Children's Literature - Susan Hepler
PreS-Gr 3--"My mother says you can ask the ocean to bring you something." Frasier evokes the limitless possibilities of a summer beach day and personalizes it through the conversations of a mother/daughter pair. A sense of the ocean as gift giver is projected, registering the beachcombers' hopes and satisfying them when the time is right. In this manner, objects washed ashore, from a wooden shoe to bottles with messages, all seem charged with magic. Frasier incorporates full-color snapshots with cut-paper art. Her illustrations stretch over double-page spreads. Close-up photos of sand provide the background. As in On the Day You Were Born (Harcourt, 1991), the layout is inventive and effective, whether cradling the text or propelling readers on to the next page. Boldly framed silhouettes of the narrator and her mother are juxtaposed onto beach scenes, creating a feeling of depth, a window into a more spiritual dimension. The book ends with a six-page "Ocean Journal" that gives background on the featured found objects: sharks' teeth, sea-turtle tracks, black skate egg pouches, beach glass. A satisfying offering that will open doors for its readers.--Liza Bliss, Worcester Public Library, MA
Relief for the land-locked comes in the form of this book, which delivers the salt smells and sea sounds that accompany beachcombers right to readers' laps. Frasier ("On the Day You Were Born", 1991, not reviewed, etc.) combines full-color seashore photographs and cut-paper shapes in tropical-colored collages.

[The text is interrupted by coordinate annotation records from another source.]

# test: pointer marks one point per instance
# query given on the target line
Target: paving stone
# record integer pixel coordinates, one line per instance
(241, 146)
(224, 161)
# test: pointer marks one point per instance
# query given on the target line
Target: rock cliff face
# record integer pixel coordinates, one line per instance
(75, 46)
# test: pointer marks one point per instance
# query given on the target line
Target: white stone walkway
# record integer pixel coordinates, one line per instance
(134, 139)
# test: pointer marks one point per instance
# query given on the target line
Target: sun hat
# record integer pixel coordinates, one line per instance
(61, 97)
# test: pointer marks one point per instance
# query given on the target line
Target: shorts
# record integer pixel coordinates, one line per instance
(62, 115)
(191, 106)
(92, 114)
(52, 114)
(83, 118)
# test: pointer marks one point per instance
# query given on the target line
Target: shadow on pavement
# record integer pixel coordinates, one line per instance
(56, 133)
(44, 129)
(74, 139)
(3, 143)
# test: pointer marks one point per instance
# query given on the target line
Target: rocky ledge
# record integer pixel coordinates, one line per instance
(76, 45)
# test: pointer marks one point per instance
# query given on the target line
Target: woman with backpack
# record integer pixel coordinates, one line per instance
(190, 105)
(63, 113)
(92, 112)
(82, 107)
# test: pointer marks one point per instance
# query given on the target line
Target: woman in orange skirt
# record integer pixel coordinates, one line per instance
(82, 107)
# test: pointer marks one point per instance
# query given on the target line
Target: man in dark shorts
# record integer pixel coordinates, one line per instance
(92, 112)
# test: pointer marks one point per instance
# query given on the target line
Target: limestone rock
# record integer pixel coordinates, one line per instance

As a mother and daughter walk the beach, the child is fascinated by collecting material things such as shells, beach glass, a wooden shoe, and shark's eggs. The mother takes in bigger things: the sun, sea turtle tracks, and the wash of waves on the beach. When the little girl protests that those things are always there, her mom explains her secret, "the bigger the thing, the easier it is to forget to see it." A photographic afterword explains the significance of the beachcombing finds that are pictured, from a wooden shoe to a glass float. Frasier also chronicles the life cycle of the sea turtle, whose tracks she saw, explains how notes in a bottle get transported by ocean currents, and reveals which finds are rare. The value of this treasure hunter's appreciation is in the notion that real "treasure" is in the looking.